There is a revolution going on several fronts. These rapid changes outpace the ability of any one university department to teach them. For the younger generation to be well trained in cutting edge techniques, a meeting such as this one is essential. Specifically, this meeting will address: a. methods of crystallization of macromolecules and optimal screening of experimental conditions; b. the increasing availability of beam lines at synchrotron radiation sources together with tuneable wavelengths for anomalous diffraction experiments; c. advances in X-ray detector technology, including quick and fine sensing; d. progress in methods of phasing; e. cryo-microscopy and electron crystallography, and f. a myriad of facilities for computer display, interpretation and analysis of macromolecular structures. The present event is designed also to provoke the birth of centres for macromolecular crystallography in several eastern European countries where this field has only recently started to develop.

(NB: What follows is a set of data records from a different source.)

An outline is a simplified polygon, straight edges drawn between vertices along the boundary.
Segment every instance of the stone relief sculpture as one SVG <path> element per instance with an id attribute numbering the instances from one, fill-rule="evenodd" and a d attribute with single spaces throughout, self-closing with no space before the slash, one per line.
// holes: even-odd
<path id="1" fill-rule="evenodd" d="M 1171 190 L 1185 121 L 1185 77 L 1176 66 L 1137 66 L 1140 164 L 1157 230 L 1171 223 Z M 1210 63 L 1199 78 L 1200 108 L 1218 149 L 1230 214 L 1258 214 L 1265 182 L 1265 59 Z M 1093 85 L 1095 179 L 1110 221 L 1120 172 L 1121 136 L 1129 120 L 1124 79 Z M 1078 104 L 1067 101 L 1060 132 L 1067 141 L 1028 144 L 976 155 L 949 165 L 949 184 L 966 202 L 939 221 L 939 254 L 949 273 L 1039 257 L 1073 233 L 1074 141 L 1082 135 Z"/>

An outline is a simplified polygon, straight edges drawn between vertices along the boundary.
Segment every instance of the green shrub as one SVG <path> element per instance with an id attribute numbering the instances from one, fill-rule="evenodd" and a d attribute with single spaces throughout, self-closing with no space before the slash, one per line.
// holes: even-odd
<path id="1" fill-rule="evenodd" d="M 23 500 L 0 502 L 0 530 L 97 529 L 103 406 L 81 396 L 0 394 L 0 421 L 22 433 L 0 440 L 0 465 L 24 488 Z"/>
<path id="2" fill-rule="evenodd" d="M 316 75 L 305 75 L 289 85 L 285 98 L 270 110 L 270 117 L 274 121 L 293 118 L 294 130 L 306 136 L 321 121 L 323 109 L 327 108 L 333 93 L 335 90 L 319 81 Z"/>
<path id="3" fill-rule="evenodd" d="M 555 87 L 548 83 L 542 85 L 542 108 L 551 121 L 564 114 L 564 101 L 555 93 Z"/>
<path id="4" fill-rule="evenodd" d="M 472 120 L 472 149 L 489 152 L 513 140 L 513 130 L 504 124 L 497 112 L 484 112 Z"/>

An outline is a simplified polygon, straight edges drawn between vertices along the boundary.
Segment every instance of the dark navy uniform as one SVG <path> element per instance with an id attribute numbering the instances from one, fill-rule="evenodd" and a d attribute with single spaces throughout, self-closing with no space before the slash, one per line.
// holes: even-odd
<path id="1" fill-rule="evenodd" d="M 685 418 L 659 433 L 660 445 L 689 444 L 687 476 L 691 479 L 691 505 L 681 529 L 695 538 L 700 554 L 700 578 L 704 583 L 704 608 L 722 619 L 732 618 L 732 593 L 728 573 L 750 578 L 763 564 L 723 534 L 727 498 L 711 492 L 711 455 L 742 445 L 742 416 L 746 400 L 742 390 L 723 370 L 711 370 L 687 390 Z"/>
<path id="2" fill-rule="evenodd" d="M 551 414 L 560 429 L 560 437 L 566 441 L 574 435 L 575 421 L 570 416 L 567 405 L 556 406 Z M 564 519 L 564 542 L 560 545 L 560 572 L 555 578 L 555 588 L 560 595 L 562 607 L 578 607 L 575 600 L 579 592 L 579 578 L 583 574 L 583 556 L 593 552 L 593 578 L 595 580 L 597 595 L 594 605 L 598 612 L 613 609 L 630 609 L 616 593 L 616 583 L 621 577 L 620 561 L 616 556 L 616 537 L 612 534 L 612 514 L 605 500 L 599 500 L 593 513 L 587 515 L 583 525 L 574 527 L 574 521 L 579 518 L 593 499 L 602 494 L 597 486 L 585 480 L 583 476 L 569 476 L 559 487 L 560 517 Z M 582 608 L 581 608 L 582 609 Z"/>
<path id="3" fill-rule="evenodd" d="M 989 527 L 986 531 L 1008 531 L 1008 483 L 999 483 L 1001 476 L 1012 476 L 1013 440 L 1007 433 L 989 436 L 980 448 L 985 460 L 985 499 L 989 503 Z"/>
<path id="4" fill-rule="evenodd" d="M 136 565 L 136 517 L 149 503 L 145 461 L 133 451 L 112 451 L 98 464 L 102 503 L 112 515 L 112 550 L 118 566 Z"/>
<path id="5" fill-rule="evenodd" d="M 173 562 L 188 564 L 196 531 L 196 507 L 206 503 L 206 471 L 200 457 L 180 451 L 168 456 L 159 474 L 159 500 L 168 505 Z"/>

Just to examine briefly the consequences of this developments, let us mention a. the study of particular protein structure is crucial for understanding how toxins and nerve agents work; b. the structure of acetylcholinesterase (AChE) is the target for all approved drugs against Alzheimer's Disease (AD), but also the binding site of the deadly neurotoxin fasciculin; c. AChE is also the site of action of nerve gases such as sarin, VX, and soman; d. a major contribution will be a cooperative effort against phosphotriesterase, a bacterial enzyme that hydrolyzes (among others) sarin and VX nerve agents; e. recently, inhibitors of the protein adenyl cyclase from bacteria that cause Anthrax have been discovered using virtual screening against a structure determined by macromolecular crystallography.